Programmer's Python Async - Streams & Web Clients

Written by Mike James

Monday, 07 November 2022

Article Index
Programmer's Python Async - Streams & Web Clients
StreamWriter
The Response

Page 3 of 3

When the server receives the GET request it finds the specified file and sends it to the client using the same socket connection. The first part of the message sent to the client is a set of headers which we need to read and process. The first line of any response is always:

HTTP/1.1 200 OK\r\n

which gives the HTTP version and the status code which we can assume is going to be 200, i.e. no error. If you want to write a complete client you need to extract the error code and react to it. In our simple demonstration we can read it and ignore it:

    headers=""
    line = await reader.readline()

Next we need to read the headers that the server has sent. These arrive one to a line and the end is marked by a blank like, just like the headers we sent to the server:

    while True:
        line = await reader.readline()
        line = line.decode('ascii')
        if line=="\r\n":
            break
        headers+=line

This loop reads each line in turn, converts it to a Python string using ASCII encoding and builds up a complete string of headers.
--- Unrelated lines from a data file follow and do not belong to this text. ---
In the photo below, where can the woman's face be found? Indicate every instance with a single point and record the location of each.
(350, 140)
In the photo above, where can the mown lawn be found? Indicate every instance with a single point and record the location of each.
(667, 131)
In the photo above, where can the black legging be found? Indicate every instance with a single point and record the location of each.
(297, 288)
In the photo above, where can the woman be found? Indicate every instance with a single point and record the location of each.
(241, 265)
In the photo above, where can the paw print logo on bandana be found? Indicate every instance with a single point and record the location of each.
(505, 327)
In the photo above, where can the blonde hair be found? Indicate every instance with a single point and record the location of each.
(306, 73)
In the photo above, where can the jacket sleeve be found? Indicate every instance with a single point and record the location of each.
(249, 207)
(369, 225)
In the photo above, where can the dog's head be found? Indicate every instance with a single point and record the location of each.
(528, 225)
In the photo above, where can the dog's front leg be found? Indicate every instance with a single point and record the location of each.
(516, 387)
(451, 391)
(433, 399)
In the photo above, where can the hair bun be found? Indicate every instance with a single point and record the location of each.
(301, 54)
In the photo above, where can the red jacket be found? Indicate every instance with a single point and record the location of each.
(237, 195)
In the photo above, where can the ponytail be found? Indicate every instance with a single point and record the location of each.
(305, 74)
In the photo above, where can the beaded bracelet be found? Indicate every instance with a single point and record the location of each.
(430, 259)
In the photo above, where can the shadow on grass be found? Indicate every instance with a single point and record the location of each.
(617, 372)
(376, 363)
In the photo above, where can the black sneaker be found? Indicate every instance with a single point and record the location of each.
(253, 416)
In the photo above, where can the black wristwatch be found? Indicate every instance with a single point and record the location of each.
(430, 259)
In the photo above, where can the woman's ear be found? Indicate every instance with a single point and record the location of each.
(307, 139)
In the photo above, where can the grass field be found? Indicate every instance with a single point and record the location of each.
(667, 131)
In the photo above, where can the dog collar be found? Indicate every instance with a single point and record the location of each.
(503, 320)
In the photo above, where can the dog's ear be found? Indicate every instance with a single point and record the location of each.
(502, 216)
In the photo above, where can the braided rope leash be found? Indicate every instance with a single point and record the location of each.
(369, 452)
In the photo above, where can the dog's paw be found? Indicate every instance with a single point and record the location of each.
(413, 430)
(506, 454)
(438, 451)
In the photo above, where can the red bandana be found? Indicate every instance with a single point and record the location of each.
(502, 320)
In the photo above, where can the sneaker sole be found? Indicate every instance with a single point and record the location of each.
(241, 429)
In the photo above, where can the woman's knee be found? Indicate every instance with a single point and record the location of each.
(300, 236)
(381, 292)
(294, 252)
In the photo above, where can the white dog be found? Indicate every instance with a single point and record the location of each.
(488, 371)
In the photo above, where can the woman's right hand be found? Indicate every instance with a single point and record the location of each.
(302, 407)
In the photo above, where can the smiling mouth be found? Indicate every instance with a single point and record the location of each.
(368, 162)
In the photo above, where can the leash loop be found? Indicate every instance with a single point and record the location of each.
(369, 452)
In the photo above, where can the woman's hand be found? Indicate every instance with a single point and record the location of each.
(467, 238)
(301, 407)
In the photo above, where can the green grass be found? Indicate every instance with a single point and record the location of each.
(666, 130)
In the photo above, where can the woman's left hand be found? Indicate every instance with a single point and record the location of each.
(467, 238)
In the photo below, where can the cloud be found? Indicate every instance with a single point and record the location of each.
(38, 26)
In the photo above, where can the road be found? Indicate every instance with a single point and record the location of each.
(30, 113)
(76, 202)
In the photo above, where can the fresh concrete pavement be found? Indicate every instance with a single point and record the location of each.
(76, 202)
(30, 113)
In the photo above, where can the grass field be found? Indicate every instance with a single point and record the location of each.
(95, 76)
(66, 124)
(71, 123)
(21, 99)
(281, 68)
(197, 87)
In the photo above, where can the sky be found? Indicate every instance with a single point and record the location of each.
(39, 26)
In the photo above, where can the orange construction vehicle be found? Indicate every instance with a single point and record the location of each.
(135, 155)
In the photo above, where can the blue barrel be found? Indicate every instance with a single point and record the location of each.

The loop ends when we read a blank line.

We need to process the headers because the Content-Length header tells us how many bytes to read to get the content, i.e. the HTML that makes up the page. We need this because we cannot read data expecting an EOF signal, because there isn’t one. The socket stays open in case you have another request to send to the server. If you do wait for an EOF then you will usually wait a long time before the server times out.

We need to read the Content-Length header to find the number of bytes to read. We could use some simple string manipulation to extract the header we want, but there is a standard way to parse HTTP headers even if it is obscure because it is part of the email module. It turns out the emails use HTTP as their protocol and hence you can use email.message_from_string to parse HTTP headers:

def parseHeaders(headers):
    message = email.message_from_string(headers)
    return dict(message.items())

This utility function returns all of the headers as a dictionary keyed on the header names with values of the strings they are set to. Now we can use this to get the Content-Length header:

  headers = parseHeaders(headers)
  length = int(headers["Content-Length"])

As we now know the number of characters to read the rest of the procedure is simple:

    line = await reader.read(length)
    line = line.decode('utf8')  
    writer.close()
    await writer.wait_closed()
    return line

This time we decode the content using utf8 because this is what most modern web pages use for their content. To check, we should decode the Content-Type header which in this case reads:

Content-Type: text/html; charset=UTF-8

So the content is HTML and it is UTF-8 encoded.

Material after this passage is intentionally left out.